Yang kerap menjadi pertanyaan adalah, apakah suplemen probiotik masih perlu dikonsumsi bila orang-orang sudah menyantap makanan berprobiotik dalam keseharian. Hal ini menjadi pertanyaan karena kandungan probiotik dalam makanan bisa sangat bervariasi karena dipengaruhi oleh beragam faktor. Beberapa di antaranya adalah cara pemrosesan makanan dan kondisi penyimpanan makanan.

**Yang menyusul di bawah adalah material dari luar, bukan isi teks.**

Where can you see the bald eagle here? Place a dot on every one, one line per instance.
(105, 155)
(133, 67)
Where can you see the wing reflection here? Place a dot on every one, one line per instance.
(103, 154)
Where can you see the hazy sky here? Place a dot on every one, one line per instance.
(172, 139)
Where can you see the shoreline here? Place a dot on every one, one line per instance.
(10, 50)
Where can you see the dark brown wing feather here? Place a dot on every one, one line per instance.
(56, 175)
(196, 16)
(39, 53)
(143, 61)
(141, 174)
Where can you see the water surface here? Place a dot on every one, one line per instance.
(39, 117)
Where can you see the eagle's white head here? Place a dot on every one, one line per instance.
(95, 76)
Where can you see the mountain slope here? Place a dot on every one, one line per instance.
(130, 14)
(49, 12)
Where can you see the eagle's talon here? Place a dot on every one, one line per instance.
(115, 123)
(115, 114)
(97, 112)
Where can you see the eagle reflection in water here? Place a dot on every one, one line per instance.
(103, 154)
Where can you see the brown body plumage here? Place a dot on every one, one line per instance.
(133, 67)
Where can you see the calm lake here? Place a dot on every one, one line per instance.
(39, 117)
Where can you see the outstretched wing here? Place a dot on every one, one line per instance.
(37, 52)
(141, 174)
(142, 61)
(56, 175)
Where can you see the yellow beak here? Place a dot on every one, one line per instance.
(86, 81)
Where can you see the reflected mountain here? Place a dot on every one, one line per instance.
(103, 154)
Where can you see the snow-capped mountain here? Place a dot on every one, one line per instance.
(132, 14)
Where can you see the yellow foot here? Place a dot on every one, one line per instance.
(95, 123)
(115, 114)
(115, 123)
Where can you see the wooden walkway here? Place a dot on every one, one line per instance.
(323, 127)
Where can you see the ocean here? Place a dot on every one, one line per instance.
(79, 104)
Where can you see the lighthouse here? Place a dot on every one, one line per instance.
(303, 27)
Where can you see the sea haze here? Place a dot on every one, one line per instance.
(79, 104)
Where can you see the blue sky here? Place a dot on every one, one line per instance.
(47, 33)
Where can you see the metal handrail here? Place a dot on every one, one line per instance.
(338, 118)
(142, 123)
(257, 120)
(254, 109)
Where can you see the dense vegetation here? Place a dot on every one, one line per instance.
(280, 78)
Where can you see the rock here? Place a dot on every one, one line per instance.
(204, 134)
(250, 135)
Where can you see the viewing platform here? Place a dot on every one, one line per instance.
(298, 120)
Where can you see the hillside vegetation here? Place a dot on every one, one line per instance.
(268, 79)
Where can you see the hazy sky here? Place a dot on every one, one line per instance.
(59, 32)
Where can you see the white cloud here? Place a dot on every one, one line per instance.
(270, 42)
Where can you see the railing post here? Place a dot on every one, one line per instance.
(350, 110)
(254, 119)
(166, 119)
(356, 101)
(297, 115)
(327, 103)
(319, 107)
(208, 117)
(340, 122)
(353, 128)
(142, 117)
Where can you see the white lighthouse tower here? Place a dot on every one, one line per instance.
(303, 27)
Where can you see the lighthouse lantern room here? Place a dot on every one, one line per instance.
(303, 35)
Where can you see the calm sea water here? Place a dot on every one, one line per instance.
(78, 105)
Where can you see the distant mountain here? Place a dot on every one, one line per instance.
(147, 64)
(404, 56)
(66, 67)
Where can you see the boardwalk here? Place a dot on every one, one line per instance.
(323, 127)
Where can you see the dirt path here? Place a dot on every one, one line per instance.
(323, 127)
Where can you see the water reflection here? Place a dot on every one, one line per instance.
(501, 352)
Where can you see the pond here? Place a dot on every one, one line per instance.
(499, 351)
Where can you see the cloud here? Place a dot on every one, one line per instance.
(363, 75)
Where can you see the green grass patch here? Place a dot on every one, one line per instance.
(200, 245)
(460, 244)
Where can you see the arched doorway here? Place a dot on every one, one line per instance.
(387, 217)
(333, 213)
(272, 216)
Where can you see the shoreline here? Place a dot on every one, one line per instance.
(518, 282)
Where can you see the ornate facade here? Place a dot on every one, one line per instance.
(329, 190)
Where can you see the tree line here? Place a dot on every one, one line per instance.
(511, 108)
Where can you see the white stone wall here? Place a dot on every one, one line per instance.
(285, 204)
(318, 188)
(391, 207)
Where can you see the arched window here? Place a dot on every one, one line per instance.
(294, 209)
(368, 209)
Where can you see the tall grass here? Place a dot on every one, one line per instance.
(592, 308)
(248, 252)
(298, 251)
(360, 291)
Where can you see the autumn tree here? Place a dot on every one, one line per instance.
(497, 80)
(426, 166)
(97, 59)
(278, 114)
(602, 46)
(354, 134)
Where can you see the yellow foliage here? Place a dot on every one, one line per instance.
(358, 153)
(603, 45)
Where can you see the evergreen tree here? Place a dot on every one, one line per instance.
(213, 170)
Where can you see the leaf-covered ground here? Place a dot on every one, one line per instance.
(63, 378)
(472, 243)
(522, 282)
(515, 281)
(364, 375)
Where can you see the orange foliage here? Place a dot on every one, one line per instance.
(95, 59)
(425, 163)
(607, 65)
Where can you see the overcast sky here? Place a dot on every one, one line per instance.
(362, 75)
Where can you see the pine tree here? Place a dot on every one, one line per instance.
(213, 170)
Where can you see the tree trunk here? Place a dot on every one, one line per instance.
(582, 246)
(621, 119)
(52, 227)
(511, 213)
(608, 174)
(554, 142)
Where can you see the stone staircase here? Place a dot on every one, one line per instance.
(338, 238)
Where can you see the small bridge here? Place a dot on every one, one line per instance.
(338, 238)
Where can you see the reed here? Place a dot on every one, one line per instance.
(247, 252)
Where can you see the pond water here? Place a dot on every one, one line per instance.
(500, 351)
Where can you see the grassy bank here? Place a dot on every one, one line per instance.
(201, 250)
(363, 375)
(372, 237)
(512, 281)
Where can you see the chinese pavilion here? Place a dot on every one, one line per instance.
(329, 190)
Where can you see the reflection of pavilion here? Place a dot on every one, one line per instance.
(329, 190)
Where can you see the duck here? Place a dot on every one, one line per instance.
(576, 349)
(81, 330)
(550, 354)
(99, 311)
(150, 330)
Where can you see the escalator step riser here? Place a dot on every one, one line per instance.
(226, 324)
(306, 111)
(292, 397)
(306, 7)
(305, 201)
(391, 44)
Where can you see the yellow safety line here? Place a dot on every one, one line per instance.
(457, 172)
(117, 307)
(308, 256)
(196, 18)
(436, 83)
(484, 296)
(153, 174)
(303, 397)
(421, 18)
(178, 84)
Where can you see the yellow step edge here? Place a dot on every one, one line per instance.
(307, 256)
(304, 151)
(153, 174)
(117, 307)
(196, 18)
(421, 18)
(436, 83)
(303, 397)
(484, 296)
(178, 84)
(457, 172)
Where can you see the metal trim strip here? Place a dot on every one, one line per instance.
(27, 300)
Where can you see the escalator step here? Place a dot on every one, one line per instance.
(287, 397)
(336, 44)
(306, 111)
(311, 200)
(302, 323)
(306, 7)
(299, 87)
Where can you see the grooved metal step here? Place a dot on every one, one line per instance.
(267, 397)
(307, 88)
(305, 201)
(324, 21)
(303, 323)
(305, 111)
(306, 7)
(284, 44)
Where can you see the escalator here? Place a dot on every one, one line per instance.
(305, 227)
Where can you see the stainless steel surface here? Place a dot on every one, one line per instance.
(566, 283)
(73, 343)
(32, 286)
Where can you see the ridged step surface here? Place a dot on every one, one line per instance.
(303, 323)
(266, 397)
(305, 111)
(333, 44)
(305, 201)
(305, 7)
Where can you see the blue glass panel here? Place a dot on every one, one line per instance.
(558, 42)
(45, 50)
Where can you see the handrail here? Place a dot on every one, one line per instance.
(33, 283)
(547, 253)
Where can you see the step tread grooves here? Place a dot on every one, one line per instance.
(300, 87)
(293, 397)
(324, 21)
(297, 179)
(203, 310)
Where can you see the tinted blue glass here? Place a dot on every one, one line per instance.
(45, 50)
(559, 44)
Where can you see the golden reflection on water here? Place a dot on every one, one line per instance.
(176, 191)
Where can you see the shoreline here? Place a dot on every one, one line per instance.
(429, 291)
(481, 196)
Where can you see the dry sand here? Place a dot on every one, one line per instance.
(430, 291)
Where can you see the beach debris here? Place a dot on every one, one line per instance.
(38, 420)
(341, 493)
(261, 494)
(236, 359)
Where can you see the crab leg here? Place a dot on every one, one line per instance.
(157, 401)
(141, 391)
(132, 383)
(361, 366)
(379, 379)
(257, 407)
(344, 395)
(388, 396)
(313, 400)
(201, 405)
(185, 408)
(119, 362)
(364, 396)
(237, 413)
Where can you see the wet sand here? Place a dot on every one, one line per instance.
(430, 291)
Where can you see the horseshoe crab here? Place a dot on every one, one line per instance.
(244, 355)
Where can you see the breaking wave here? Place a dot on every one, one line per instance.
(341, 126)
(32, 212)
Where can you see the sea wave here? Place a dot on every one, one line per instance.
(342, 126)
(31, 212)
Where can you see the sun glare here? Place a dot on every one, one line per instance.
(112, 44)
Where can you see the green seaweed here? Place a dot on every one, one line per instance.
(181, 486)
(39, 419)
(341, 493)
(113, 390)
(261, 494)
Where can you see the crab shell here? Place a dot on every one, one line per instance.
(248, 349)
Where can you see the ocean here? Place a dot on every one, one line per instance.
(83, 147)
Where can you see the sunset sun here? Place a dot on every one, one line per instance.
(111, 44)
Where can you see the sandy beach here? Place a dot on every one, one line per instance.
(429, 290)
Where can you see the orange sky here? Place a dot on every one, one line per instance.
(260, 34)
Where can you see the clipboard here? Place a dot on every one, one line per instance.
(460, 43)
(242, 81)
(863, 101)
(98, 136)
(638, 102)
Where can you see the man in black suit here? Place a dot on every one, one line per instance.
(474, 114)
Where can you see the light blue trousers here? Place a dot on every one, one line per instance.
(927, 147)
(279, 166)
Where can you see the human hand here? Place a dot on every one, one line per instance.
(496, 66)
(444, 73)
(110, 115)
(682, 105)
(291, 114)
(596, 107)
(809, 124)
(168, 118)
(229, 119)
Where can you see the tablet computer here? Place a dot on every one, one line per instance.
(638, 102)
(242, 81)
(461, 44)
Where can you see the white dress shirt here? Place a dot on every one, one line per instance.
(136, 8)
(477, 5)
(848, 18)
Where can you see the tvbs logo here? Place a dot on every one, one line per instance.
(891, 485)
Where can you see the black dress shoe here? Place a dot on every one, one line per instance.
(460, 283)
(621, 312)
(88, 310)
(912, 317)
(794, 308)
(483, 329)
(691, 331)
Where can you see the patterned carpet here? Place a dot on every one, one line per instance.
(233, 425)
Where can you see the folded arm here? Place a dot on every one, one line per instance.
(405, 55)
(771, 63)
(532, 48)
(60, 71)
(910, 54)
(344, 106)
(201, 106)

Menurut sebuah studi pacda 2019 dalam jurnal Nutrients, kondisi tubuh juga bisa mempengaruhi viabilitas probiotik. Kondisi tubuh yang dimaksud adalah kadar enzim, sekresi asam lambung, serta mikrobiota usus.
Berdasarkan hal ini, sebagian orang mungkin berpikir perlu untuk mengonsumsi suplemen probiotik setiap hari. Akan tetapi, hal ini sebenarnya tak perlu dilakukan bila sudah mendapatkan asupan probiotik dari makanan.
Mengacu pada studi 2016 di Genome Medicine, suplemen probiotik tidak memberikan manfaat yang signifikan bagi orang sehat. Selain itu, produk suplemen probiotik tidak membutuhkan perizinan dari Food and Drug Administration (FDA) sehingga sulit untuk mengetahui keamanan dan efikasinya.
Ahli epidemiologi gizi dari MD Anderson Cancer Center, Carrie Daniel-MacDougall, lebih menganjurkan konsumsi makanan berprobiotik dibandingkan suplemen probiotik. Misalnya, mengonsumsi yogurt sebagai cemilan, menyantap tempe sebagai lauk, dan minum teh kombucha sebagai pengganti kopi.